T1T45 Um texto sobre nada
A tópica da crise de criatividade é um dos assuntos que a maioria das pessoas que escreve tem interesse. Fala-se em inspiração. Fala-se, também, em compromisso. “Nulla dies sine linea”, expressão latina localizada em Plínio, o Velho, originalmente, pensada para o desenho ou pintura, que o filósofo dinamarquês Søren Kierkegaard (como muitos outros pensadores) adaptou para a escrita: nem um dia sem uma linha! Escrever, apesar e tudo.

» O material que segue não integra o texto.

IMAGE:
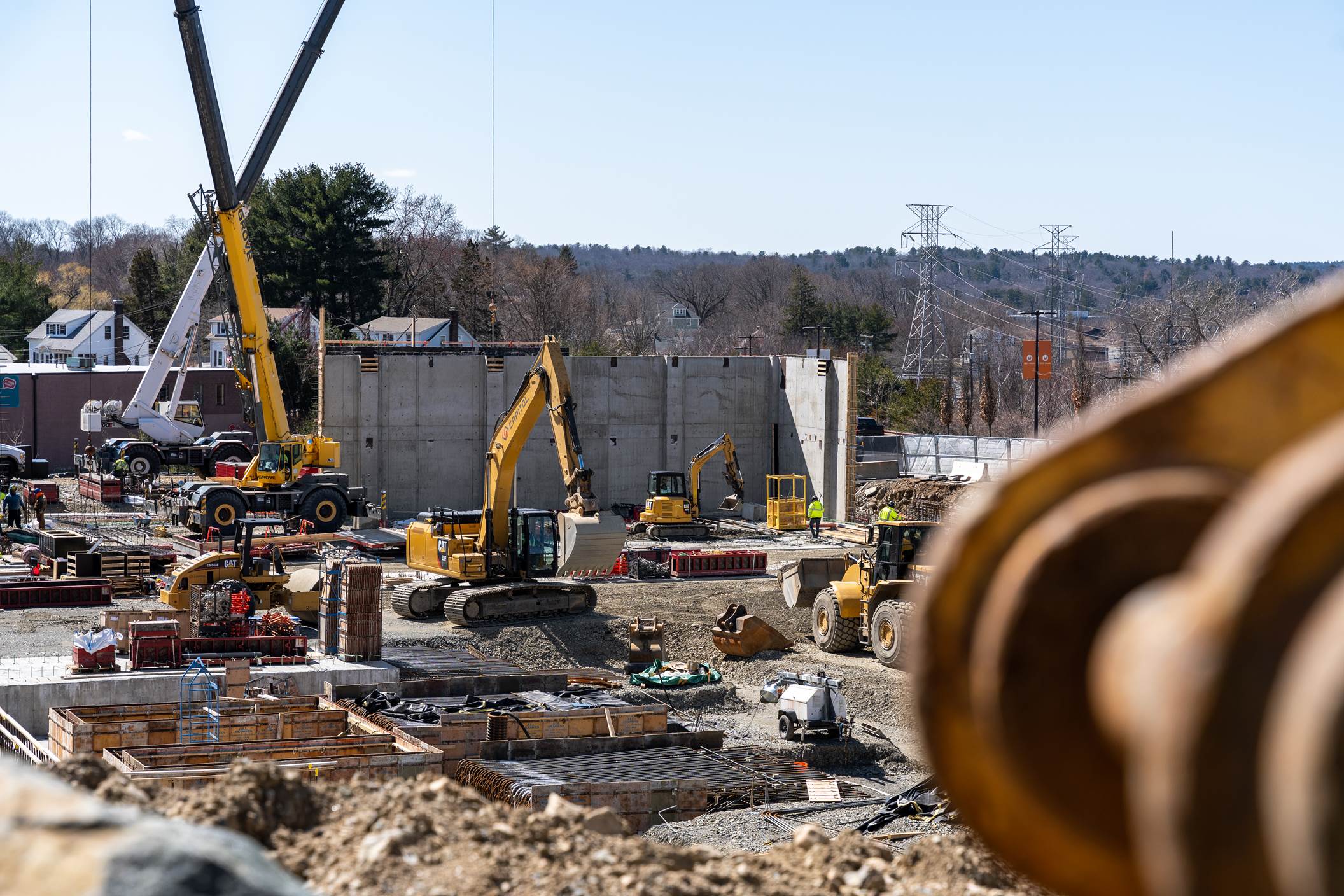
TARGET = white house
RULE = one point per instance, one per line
(676, 330)
(89, 333)
(283, 318)
(435, 332)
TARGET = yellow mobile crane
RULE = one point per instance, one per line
(673, 511)
(491, 561)
(292, 476)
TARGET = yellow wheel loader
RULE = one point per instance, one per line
(673, 511)
(863, 599)
(500, 563)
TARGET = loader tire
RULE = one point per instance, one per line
(889, 632)
(832, 632)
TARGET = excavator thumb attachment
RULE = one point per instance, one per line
(804, 579)
(589, 543)
(741, 634)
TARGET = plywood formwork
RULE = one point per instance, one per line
(461, 734)
(90, 730)
(185, 766)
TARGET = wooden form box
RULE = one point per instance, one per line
(385, 755)
(463, 732)
(87, 730)
(640, 804)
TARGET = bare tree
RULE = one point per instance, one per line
(762, 283)
(703, 288)
(421, 242)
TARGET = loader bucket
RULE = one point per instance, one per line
(802, 580)
(589, 543)
(739, 634)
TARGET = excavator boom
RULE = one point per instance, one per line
(730, 472)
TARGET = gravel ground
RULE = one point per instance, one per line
(877, 695)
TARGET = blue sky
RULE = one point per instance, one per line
(778, 127)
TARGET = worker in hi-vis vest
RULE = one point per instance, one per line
(815, 512)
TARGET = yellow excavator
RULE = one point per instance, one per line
(673, 511)
(292, 476)
(500, 563)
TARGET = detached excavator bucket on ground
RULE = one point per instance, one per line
(802, 580)
(589, 543)
(741, 634)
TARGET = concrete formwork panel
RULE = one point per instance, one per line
(420, 431)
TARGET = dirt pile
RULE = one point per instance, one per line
(913, 499)
(433, 837)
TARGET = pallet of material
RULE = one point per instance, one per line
(22, 594)
(100, 487)
(89, 730)
(183, 766)
(120, 622)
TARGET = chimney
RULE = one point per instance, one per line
(117, 355)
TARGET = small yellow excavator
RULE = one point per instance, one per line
(673, 511)
(268, 579)
(499, 563)
(866, 598)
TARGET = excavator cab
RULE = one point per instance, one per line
(535, 543)
(668, 501)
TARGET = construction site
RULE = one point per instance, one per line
(522, 615)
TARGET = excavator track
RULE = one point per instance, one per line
(680, 531)
(420, 599)
(514, 601)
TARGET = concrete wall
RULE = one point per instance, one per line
(928, 454)
(417, 426)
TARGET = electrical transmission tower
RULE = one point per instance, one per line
(927, 346)
(1055, 274)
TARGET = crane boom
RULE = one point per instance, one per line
(183, 325)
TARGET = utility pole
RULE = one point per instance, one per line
(1171, 304)
(1035, 371)
(927, 344)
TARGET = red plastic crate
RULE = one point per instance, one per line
(157, 653)
(703, 564)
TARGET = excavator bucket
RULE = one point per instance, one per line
(589, 543)
(741, 634)
(804, 579)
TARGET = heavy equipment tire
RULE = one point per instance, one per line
(221, 511)
(830, 631)
(143, 463)
(325, 507)
(889, 632)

Várias imagens sobre a escrita, como prática cultural, são conhecidas, desde a sua invenção. A solenidade desse gesto, no mundo antigo. O cotidiano tedioso dos copistas, no mundo medieval. As traduções e descrições, da época moderna, sucedidas da obrigação de escrever, desde a vulgarização completa da imprensa, sobretudo, a partir do século XIX, com os primeiros projetos de alfabetização em massa de populações. Sim, para que tantas pessoas passassem a ganhar dinheiro escrevendo, foi necessário produzir um mundo com mais leitores. Quem lê tanta notícia? Bela indagação de Caetano Veloso. Mal sabia ele o que os viria, no século XXI, com as revistas de celebridades e as redes sociais…

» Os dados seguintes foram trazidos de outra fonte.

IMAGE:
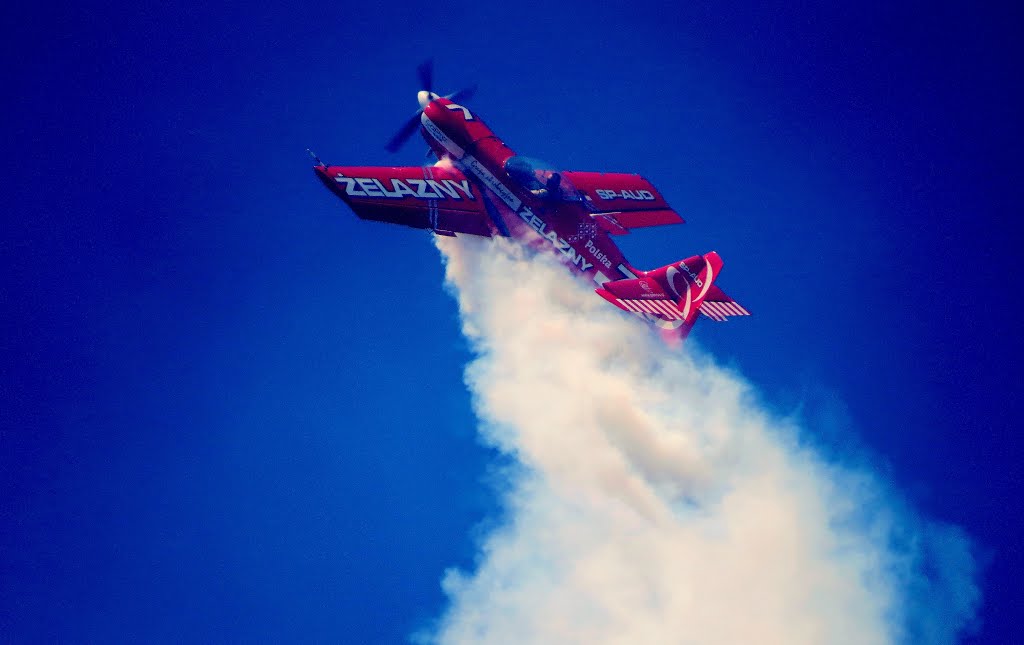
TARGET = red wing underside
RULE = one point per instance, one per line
(431, 197)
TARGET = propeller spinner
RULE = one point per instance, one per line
(424, 96)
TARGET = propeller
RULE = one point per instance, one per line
(426, 75)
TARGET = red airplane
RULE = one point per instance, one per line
(480, 186)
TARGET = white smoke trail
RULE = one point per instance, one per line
(657, 502)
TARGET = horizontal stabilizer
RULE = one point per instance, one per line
(718, 306)
(673, 297)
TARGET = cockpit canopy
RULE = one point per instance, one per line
(537, 176)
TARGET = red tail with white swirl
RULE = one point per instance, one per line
(673, 296)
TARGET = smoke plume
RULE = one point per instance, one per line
(654, 500)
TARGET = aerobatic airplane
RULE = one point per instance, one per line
(480, 186)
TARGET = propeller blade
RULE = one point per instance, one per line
(464, 94)
(402, 135)
(426, 72)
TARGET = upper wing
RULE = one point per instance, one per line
(429, 197)
(621, 202)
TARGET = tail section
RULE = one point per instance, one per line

O drama de um autor que deve um livro à editora que lhe antecipou o pagamento. A ansiedade de quem precisa escrever uma dissertação de mestrado ou uma tese de doutorado para, assim, cumprir prazos acadêmicos e receber títulos. A crise de alguém que precisa ocupar com palavras um espaço no jornal, na revista ou no site para justificar o seu salário. A obrigação de dizer, de finalizar, de expressar alguma coisa. Ando pensando muito nisso. Sobre o quanto somos obrigados a nos comunicar. Ultimamente, só gosto, de verdade, da comunicação que me é espontânea. Contudo, não há muito espaço para a espontaneidade no mundo atual.

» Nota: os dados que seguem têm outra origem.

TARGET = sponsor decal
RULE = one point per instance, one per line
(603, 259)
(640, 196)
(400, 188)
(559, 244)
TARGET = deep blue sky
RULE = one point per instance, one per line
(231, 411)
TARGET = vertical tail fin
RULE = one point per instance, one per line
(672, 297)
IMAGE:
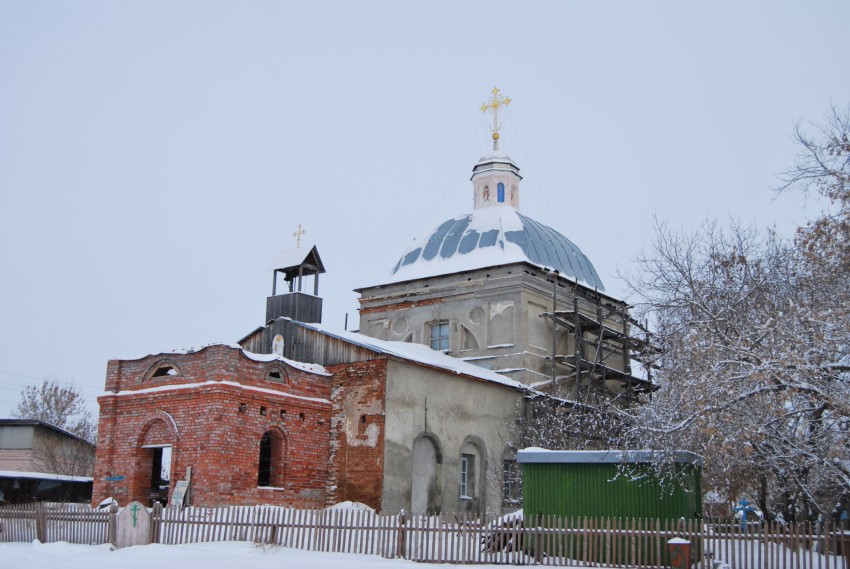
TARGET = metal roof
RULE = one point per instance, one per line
(490, 237)
(535, 455)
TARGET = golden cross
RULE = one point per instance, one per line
(494, 104)
(298, 235)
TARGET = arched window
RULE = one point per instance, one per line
(163, 370)
(264, 478)
(270, 466)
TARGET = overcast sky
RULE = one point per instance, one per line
(156, 156)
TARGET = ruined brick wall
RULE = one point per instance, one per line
(357, 432)
(213, 407)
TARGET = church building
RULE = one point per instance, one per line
(420, 410)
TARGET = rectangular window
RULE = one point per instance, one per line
(440, 336)
(467, 476)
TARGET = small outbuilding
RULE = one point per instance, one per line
(610, 484)
(571, 486)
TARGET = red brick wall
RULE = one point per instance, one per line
(357, 436)
(216, 428)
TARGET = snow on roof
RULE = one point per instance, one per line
(541, 455)
(417, 353)
(489, 237)
(36, 422)
(44, 476)
(308, 367)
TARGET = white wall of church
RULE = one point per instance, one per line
(434, 421)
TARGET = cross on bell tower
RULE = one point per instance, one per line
(495, 179)
(493, 105)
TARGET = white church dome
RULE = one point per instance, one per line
(493, 236)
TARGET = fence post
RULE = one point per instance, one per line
(400, 542)
(40, 522)
(112, 524)
(156, 519)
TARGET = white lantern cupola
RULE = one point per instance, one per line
(495, 178)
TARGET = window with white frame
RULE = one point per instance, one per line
(467, 476)
(440, 336)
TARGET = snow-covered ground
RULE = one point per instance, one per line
(218, 555)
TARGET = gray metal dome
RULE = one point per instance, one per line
(490, 237)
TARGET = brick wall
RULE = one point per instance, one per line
(213, 408)
(357, 436)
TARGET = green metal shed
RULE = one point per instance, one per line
(615, 484)
(565, 488)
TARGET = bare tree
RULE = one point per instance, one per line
(61, 406)
(753, 368)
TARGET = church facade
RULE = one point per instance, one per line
(421, 410)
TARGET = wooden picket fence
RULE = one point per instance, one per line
(457, 538)
(49, 522)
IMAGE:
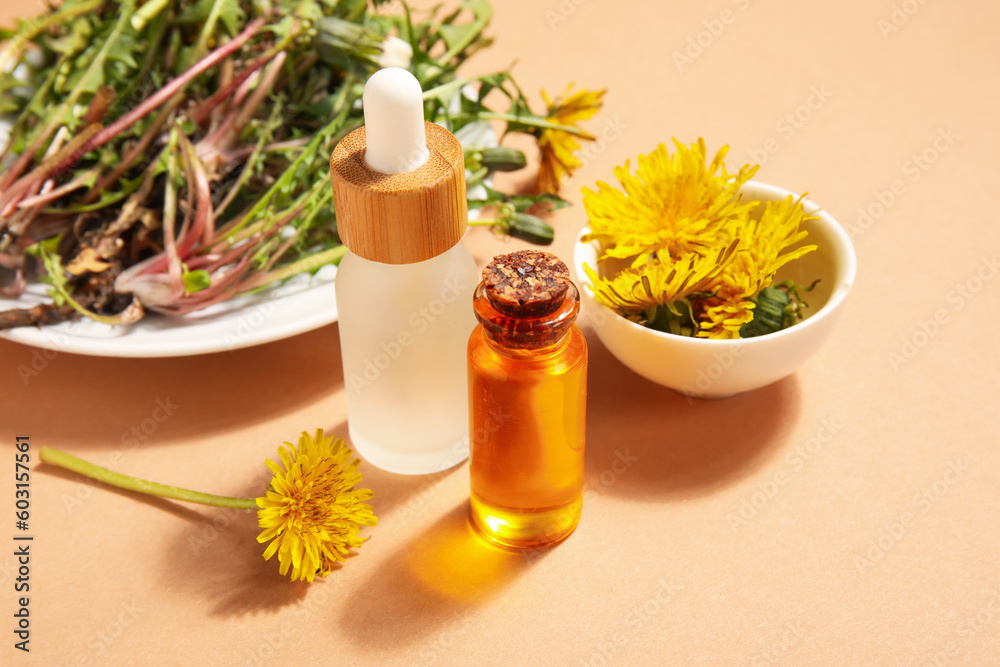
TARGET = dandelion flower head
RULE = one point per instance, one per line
(312, 513)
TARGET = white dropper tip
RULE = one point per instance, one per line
(394, 122)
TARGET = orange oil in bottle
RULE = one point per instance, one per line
(527, 409)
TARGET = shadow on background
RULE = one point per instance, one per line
(644, 440)
(430, 583)
(96, 401)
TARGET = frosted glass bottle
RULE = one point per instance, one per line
(405, 376)
(405, 286)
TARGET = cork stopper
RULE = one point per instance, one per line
(526, 283)
(400, 218)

Somente consegui me expressar por palavras escritas sem "sofrimento" depois de muitos anos de psicanálise. A segurança apareceu à medida em que fui decupando as neuroses. Ao comentar com minha analista sobre este aplicativo aqui, chamado substack, ela respondeu algo tão simples quanto genial: disse que, finalmente, eu estava descobrindo - ou redescobrindo - que escrever pode também ser, simplesmente, uma outra maneira de falar, dizer algo ou alguma coisa. A maior revolução da minha vida foi descobrir que eu podia dizer algo, depois de anos, anos e mais anos de silenciamento. Nasci de novo.
Cresci lendo pessoas que são pagas para escrever comentarem sobre a crise de ter de dizer algo, mesmo quando nada parece pedir para ser dito. Colunistas de jornais. Roteiristas de TV. Professores universitários. São os famosos “ossos do ofício”. Conheci muita gente chata que dizia que, se não fosse para escrever algo realmente importante, o melhor era nem começar. Para essas pessoas, há sempre o sacrifício, o esforço transcendental, a posteridade envolvida na atitude banal de colocar algo no espaço em branco. É uma bela desculpa para não fazer e, por vezes, ser consumido pela neurose. O tanto que já chorei ao pôr no papel algumas frases. Neurose por neurose, prefiro a verdade do meu corpo.
Falando em neuroses, lembrei de “Seinfeld”, a dita “série sobre o nada”. Não sei se ela já foi “cancelada”, como boa parte das produções da década de 1990. Era uma série sobre o cotidiano e sobre o hilário de seu vazio. Era leve. Apesar disso, deve ter sido mesmo cancelada. A impressão que tenho é que, praticamente, tudo o que foi produzido naquela década não é bem aceito por boa parte das pessoas nascidas no século XXI. Às vezes, isso é bom, às vezes, ruim. Se nem o que já passou há décadas pode ser mencionado, considerado, analisado, na inteireza de uma época que passou, como vamos continuar a produzir narrativas? Não vamos mais encadear temporalidades? Não vamos mais contrapor o ontem ao hoje, o hoje ao amanhã? Sei lá. Hoje eu não tinha nada a dizer.